The Round Stone Barn at Hancock Shaker Village near Pittsfield, Massachusetts, is a case in point. The barn is solid, huge, and unique. To quote the 1976 guidebook by John Harlow Ott:
“Of all the buildings erected by the United Society, none has attracted more attention than the Round Stone Barn built in 1826. What prompted the building of a round barn will probably never be known, since only scanty documentation exists.”
The guidebook has photographs and a drawing by Eric Sloane, the landscape painter and illustrator of American cultural history. The barn is 90 feet in diameter, with a fieldstone wall and a timber frame.
There are two floors: cattle stalls below in a ring, and a threshing floor above. The open core is for hay storage. The original roof was conical, but after a fire in 1864, it was rebuilt to a lower pitch with a twelve-sided monitor. The barn has windows all around, and a cupola for light and ventilation.
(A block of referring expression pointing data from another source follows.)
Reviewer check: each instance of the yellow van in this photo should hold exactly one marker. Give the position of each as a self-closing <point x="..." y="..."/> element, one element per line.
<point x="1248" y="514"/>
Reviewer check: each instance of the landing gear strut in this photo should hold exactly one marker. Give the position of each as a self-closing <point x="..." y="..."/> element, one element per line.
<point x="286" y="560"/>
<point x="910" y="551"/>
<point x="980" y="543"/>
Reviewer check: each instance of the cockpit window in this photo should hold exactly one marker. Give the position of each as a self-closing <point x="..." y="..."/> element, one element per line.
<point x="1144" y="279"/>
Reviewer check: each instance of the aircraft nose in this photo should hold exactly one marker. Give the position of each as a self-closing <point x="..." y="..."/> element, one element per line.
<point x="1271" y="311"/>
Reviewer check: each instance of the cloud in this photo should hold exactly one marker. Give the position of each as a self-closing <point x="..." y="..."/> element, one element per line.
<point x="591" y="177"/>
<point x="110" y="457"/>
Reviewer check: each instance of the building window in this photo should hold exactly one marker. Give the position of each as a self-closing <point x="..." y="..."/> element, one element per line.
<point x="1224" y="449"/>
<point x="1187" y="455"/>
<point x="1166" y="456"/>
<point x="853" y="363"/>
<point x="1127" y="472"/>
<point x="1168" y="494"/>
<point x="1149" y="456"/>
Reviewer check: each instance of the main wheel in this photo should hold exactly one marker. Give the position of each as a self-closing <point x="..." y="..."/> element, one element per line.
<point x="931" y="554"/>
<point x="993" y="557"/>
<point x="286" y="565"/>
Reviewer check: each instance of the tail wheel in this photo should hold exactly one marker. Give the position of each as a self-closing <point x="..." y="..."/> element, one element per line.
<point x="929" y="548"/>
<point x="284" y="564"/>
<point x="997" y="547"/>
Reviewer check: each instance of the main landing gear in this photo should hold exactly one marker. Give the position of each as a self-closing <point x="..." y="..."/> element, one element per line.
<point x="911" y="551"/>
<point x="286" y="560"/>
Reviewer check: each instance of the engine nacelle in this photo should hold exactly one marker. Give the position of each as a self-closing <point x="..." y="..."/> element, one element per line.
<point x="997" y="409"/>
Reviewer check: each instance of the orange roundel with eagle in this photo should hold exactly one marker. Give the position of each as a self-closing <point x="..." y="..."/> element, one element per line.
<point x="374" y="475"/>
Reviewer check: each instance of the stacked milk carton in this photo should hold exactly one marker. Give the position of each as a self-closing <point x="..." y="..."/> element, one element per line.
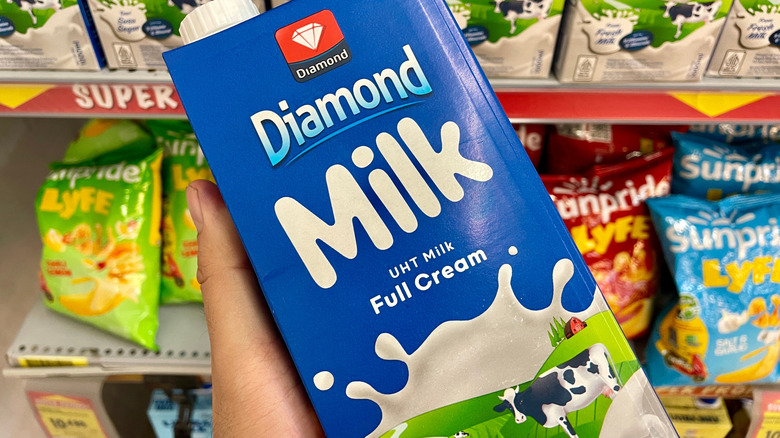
<point x="46" y="34"/>
<point x="750" y="43"/>
<point x="614" y="41"/>
<point x="511" y="39"/>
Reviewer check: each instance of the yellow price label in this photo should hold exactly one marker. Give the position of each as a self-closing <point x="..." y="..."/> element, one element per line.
<point x="52" y="361"/>
<point x="66" y="417"/>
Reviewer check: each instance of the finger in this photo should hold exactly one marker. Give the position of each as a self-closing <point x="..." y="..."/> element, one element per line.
<point x="249" y="360"/>
<point x="234" y="310"/>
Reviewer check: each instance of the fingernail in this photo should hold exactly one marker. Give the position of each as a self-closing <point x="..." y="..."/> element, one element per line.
<point x="193" y="201"/>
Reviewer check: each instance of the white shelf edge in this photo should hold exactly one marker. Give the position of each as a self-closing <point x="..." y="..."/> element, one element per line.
<point x="103" y="76"/>
<point x="182" y="339"/>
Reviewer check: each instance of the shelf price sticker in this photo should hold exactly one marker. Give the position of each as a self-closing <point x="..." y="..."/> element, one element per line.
<point x="66" y="417"/>
<point x="766" y="414"/>
<point x="52" y="361"/>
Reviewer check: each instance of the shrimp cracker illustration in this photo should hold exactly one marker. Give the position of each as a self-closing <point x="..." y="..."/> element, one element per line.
<point x="101" y="255"/>
<point x="605" y="212"/>
<point x="725" y="257"/>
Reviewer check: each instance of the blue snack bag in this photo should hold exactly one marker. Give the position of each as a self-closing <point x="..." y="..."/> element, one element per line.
<point x="711" y="170"/>
<point x="414" y="263"/>
<point x="737" y="134"/>
<point x="725" y="259"/>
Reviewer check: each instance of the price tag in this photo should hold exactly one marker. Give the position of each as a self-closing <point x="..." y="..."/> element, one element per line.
<point x="53" y="361"/>
<point x="766" y="415"/>
<point x="66" y="417"/>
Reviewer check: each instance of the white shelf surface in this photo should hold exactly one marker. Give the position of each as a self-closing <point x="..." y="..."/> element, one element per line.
<point x="103" y="76"/>
<point x="45" y="334"/>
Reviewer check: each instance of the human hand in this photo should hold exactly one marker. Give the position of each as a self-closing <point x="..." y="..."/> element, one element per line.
<point x="256" y="389"/>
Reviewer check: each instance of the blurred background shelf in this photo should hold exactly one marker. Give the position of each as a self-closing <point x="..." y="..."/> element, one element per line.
<point x="49" y="344"/>
<point x="150" y="94"/>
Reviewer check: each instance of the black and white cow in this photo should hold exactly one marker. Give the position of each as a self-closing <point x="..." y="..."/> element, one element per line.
<point x="513" y="10"/>
<point x="186" y="6"/>
<point x="681" y="13"/>
<point x="29" y="5"/>
<point x="569" y="387"/>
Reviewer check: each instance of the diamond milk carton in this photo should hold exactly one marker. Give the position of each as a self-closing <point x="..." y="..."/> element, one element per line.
<point x="749" y="45"/>
<point x="47" y="35"/>
<point x="416" y="267"/>
<point x="638" y="41"/>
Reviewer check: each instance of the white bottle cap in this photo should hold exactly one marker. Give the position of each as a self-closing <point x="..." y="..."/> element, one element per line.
<point x="214" y="16"/>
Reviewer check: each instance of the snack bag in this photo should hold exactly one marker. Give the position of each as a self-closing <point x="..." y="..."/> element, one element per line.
<point x="574" y="148"/>
<point x="708" y="169"/>
<point x="605" y="214"/>
<point x="724" y="258"/>
<point x="183" y="163"/>
<point x="108" y="141"/>
<point x="100" y="226"/>
<point x="734" y="134"/>
<point x="533" y="138"/>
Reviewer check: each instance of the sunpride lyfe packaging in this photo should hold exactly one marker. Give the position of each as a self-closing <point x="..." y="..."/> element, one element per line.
<point x="614" y="41"/>
<point x="735" y="133"/>
<point x="413" y="261"/>
<point x="47" y="35"/>
<point x="511" y="39"/>
<point x="749" y="45"/>
<point x="606" y="215"/>
<point x="183" y="163"/>
<point x="711" y="170"/>
<point x="724" y="257"/>
<point x="100" y="226"/>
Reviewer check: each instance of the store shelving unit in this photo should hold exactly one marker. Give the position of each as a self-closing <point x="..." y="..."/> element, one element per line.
<point x="52" y="345"/>
<point x="137" y="94"/>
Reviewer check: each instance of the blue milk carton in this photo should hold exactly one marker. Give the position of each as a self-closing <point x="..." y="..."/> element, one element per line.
<point x="417" y="269"/>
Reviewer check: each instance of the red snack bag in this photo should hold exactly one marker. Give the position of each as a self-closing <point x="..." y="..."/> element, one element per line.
<point x="533" y="139"/>
<point x="605" y="213"/>
<point x="574" y="148"/>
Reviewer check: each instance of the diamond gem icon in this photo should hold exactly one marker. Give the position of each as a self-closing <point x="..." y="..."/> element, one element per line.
<point x="308" y="35"/>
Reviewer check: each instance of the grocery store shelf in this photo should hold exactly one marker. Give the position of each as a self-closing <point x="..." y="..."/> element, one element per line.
<point x="119" y="94"/>
<point x="142" y="94"/>
<point x="50" y="344"/>
<point x="708" y="101"/>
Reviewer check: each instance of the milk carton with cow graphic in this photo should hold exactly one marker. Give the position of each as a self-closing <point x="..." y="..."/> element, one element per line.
<point x="419" y="274"/>
<point x="135" y="33"/>
<point x="749" y="45"/>
<point x="638" y="40"/>
<point x="510" y="38"/>
<point x="47" y="35"/>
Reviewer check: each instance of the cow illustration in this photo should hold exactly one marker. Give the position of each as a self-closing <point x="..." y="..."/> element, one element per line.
<point x="681" y="13"/>
<point x="30" y="5"/>
<point x="569" y="387"/>
<point x="514" y="10"/>
<point x="573" y="326"/>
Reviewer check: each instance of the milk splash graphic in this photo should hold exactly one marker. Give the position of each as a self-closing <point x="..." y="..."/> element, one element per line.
<point x="493" y="341"/>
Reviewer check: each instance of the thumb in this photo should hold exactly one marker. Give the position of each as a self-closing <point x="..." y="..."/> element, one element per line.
<point x="256" y="388"/>
<point x="231" y="294"/>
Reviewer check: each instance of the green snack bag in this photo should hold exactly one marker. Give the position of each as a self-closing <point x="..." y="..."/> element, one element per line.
<point x="100" y="226"/>
<point x="183" y="163"/>
<point x="107" y="141"/>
In its later configuration, it sheltered seventy cows from the dairy herd.
The design is said to be practical and efficient. A wagon could drive in the upper floor, make the circuit, and exit through the same door, all without backing up. Trap doors in the lower floor allowed men to shovel manure from the cow stalls to a cellar, and from there to fields for use as fertilizer. But no other Shakers copied the example, nor did anyone else.
The Round Stone Barn is a mystical shape. It recalls the obsession of Italian architects in the sixteenth century with circular temples, to be used as churches despite their awkwardness for Christian ritual. It echoes the circular library, another Renaissance conceit. The Radcliffe Camera at Oxford University, completed by James Gibbs in 1749, is one example. The Reading Room of the British Museum, and the Rotunda of the University of Virginia, designed by Thomas Jefferson as a library, are two more famous circular spaces. They date from 1823 and 1826, contemporary with the barn.
Perhaps this is the Shaker Library, with stalls for cows instead of books. It transcends its context of nineteenth-century agriculture, and of American religious thought, which seldom stoops to farm realities. As architecture, it teases us. Silent and perfect, a lovely form for a lowly function, it asks us what is holy.